Tras analizar datos de 116.000 personas de 41 países, los científicos descubrieron un patrón inquietante: en noches calurosas, la frecuencia de episodios de apnea aumenta un 45 %, especialmente en personas con un índice IAH ya elevado. Esto provoca despertares frecuentes, trastornos respiratorios y deterioro del bienestar. A largo plazo, provoca fatiga crónica, enfermedades cardiovasculares y una disminución de la calidad de vida.
Pero no se trata solo de un problema médico. Los científicos estiman que, tan solo en 2023, la humanidad habrá perdido más de 785.000 años de vida saludable debido a los trastornos del sueño relacionados con el calor. Las pérdidas económicas se estiman en 30.000 millones de dólares en 29 países, debido principalmente a la disminución de la productividad de los trabajadores que no duermen lo suficiente.
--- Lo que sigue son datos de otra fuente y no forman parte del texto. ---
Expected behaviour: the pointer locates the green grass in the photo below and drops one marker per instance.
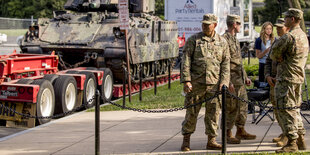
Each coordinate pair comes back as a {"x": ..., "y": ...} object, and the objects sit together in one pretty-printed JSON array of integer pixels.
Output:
[
  {"x": 165, "y": 99},
  {"x": 14, "y": 32},
  {"x": 267, "y": 153}
]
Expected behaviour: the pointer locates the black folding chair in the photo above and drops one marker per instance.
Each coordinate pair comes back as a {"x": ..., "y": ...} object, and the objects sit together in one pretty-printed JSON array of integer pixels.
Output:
[{"x": 260, "y": 97}]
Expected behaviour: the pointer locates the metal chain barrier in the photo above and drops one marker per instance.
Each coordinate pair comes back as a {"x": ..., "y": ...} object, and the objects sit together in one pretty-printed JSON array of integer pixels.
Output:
[
  {"x": 141, "y": 110},
  {"x": 139, "y": 68},
  {"x": 49, "y": 117},
  {"x": 167, "y": 110}
]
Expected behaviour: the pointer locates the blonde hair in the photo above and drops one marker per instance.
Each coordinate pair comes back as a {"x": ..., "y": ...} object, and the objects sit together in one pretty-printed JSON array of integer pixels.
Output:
[{"x": 262, "y": 33}]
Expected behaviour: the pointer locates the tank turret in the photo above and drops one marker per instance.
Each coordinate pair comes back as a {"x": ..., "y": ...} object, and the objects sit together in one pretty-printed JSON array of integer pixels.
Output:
[{"x": 89, "y": 35}]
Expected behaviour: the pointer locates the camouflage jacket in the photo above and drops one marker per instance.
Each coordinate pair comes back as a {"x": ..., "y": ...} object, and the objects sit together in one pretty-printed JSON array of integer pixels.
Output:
[
  {"x": 291, "y": 51},
  {"x": 237, "y": 72},
  {"x": 206, "y": 60}
]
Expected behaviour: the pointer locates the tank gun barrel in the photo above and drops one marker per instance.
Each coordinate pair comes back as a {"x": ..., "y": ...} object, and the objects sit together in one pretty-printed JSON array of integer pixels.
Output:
[{"x": 136, "y": 6}]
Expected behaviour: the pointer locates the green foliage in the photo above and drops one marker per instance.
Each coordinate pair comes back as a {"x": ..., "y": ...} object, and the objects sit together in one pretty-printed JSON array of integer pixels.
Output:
[
  {"x": 28, "y": 8},
  {"x": 160, "y": 8},
  {"x": 271, "y": 10},
  {"x": 14, "y": 32},
  {"x": 252, "y": 68}
]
El problema es particularmente grave en países donde el aire acondicionado no es estándar. El climatólogo Nick Obradovich señala que, incluso sin diagnóstico de AOS, las personas comienzan a dormirse más tarde y a despertarse más temprano, lo que reduce las fases de sueño profundo. El experto en sueño Bastien Leschat añade que si la temperatura global aumenta otros 1,8 °C, el número de casos de apnea del sueño podría triplicarse para finales de siglo.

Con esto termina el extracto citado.